Selon Boliano, « Si nos états peuvent créer de l’emploi pour permettre aux jeunes de se faire valoir, personne n’a envie de quitter son pays pour aller souffrir dans un autre pays ». Car, dit-il, si on a les moyens, on peut sortir de son pays pour aller découvrir comment ça se passe ailleurs. « Mais nous sommes obligés, contraints, compte tenu de la situation que nous vivons au pays », déplore-t-il.

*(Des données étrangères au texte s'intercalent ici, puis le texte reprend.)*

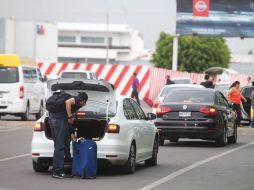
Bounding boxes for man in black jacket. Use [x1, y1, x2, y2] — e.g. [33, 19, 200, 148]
[49, 92, 88, 179]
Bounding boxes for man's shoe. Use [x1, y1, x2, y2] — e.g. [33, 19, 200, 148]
[52, 173, 73, 179]
[52, 174, 64, 179]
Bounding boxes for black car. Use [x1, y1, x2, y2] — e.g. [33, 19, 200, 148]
[241, 86, 254, 124]
[155, 88, 237, 146]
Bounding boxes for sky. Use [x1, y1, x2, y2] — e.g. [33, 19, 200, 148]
[0, 0, 175, 49]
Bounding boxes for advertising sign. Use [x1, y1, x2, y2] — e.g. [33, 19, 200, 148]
[176, 0, 254, 38]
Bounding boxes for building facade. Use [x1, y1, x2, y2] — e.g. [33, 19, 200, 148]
[58, 23, 145, 63]
[0, 19, 58, 62]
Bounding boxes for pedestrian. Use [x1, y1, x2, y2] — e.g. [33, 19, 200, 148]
[250, 90, 254, 128]
[131, 73, 140, 105]
[227, 81, 247, 127]
[200, 74, 214, 88]
[247, 76, 252, 86]
[49, 92, 88, 179]
[166, 75, 175, 85]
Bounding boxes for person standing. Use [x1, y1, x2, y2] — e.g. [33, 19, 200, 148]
[227, 81, 247, 127]
[131, 73, 140, 105]
[200, 74, 214, 88]
[49, 92, 88, 179]
[166, 75, 175, 85]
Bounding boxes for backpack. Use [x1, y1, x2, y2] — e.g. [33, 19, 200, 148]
[46, 91, 72, 113]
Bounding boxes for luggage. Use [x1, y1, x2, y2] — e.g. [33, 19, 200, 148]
[72, 139, 97, 179]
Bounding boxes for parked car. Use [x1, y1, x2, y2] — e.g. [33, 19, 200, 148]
[31, 79, 158, 173]
[0, 54, 45, 120]
[154, 88, 237, 146]
[241, 86, 254, 124]
[59, 70, 98, 80]
[171, 77, 193, 84]
[152, 84, 205, 113]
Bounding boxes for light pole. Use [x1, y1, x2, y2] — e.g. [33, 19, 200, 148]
[106, 12, 109, 64]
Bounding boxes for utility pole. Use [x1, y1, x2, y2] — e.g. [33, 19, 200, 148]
[172, 34, 179, 71]
[106, 12, 109, 64]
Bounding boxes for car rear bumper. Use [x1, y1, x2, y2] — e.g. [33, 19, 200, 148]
[155, 119, 220, 140]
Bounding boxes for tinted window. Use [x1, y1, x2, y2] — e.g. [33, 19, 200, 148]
[22, 67, 37, 83]
[61, 72, 87, 79]
[163, 89, 214, 104]
[0, 67, 19, 83]
[123, 99, 137, 120]
[130, 99, 146, 120]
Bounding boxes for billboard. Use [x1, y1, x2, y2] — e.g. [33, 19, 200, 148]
[176, 0, 254, 38]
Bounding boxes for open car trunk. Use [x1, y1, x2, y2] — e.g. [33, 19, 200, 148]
[45, 118, 107, 141]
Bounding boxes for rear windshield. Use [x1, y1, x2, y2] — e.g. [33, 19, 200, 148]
[79, 99, 116, 118]
[61, 72, 87, 79]
[0, 67, 19, 83]
[163, 90, 214, 104]
[173, 79, 192, 84]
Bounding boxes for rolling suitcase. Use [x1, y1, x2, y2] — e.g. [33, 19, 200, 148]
[72, 139, 97, 179]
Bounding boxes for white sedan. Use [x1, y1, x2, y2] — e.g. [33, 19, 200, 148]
[31, 79, 158, 173]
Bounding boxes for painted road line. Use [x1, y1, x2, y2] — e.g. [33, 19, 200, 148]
[0, 153, 31, 162]
[139, 141, 254, 190]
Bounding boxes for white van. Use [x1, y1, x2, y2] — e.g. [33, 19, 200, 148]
[0, 54, 45, 120]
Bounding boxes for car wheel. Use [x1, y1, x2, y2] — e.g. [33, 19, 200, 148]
[228, 124, 237, 144]
[215, 127, 227, 147]
[33, 160, 49, 172]
[145, 137, 159, 166]
[35, 104, 44, 120]
[124, 142, 136, 174]
[169, 137, 179, 142]
[159, 138, 164, 146]
[21, 104, 30, 121]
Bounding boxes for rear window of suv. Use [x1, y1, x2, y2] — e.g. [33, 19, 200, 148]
[0, 67, 19, 83]
[163, 89, 214, 103]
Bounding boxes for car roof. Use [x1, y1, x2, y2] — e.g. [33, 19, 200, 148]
[164, 84, 205, 88]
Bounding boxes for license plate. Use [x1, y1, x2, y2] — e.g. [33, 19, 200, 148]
[179, 112, 191, 117]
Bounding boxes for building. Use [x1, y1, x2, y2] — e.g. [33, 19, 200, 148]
[0, 19, 58, 62]
[58, 23, 145, 63]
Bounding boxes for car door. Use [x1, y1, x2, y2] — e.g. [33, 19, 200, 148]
[241, 86, 254, 119]
[130, 99, 154, 157]
[217, 92, 235, 134]
[123, 98, 145, 160]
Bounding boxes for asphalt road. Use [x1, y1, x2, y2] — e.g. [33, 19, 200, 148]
[0, 119, 254, 190]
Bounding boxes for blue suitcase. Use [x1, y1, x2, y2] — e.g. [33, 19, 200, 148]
[72, 139, 97, 179]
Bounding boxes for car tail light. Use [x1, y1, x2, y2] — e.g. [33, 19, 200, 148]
[34, 122, 44, 132]
[19, 86, 24, 99]
[77, 112, 86, 118]
[156, 106, 172, 116]
[199, 107, 217, 116]
[153, 98, 160, 108]
[106, 124, 120, 133]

« Quand le Cifas allait bien, moi je n’avais jamais voulu quitter pour aller vivre ce calvaire là au Nigeria. C’est la fermeture du Cifas qui m’a poussé à sortir du Bénin. Je savais qu’après trois ans de formation au Cifas, il y avait des tests et des formations qui m’attendaient en France. Il y a des voyages qui m’attendaient et je savais qu’à la fin j’allais forcément voyager. Je me concentrais sur les études et le sport. Du coup, quand le centre a été fermé j’étais obligé de sortir de mon coin, car je ne voulais pas perdre mon talent », soutient-il.

Selon son argumentaire, des jeunes se voient délaissés dans leur propre pays et se disent : « Si je ne vais pas me chercher ailleurs pour gagner ma vie, ça pose problème parce qu’il y a la famille qui est là et il faut aussi se réaliser ».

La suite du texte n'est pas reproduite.